3.3.2 Statistical validation

To quantify the effect of using weighted communicability, we applied the mean-centred partial least-squares (PLS) approach of McIntosh and colleagues (McIntosh & Lobaugh 2004). Through the SVD, PLS analysis returns latent variable pairs (left/right singular vectors containing the connection/group saliences) that describe a particular pattern of connectivity covariance according to the subject. The statistical significance of each latent variable was determined using permutation tests of 500 permutations, while the reliability of saliences of the individual connections in contributing to the pattern of covariance identified by the latent variables was determined using 100 bootstrap analyses.

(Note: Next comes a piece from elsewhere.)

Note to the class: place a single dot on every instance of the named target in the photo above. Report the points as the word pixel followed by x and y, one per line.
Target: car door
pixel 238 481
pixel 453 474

The PLS analysis returned one significant (p≤0.01) latent variable pair for each of the three datasets described above. In each case, PLS was able to distinguish between stroke and control classes; however, this should not be too surprising since PLS is a supervised method. Perhaps more importantly, the number of connections that returned saliences in the 99th percentile was the greatest for communicability (318), then the normalized data (290) and the lowest in the raw data (266), suggesting that communicability has the effect of reducing the influence of noise in the data.

4. Discussion

Our new network measure extends the concept of communicability in a natural manner to the case of weighted networks. Initial tests reported here on cutting-edge anatomical brain connectivity data show that this measure can give statistically significant enhancement to the performance of standard data analysis tools. In future work, we are planning to study networks relating to a range of brain disorders and investigate the underlying changes in connectivity structure that are revealed through the new measure.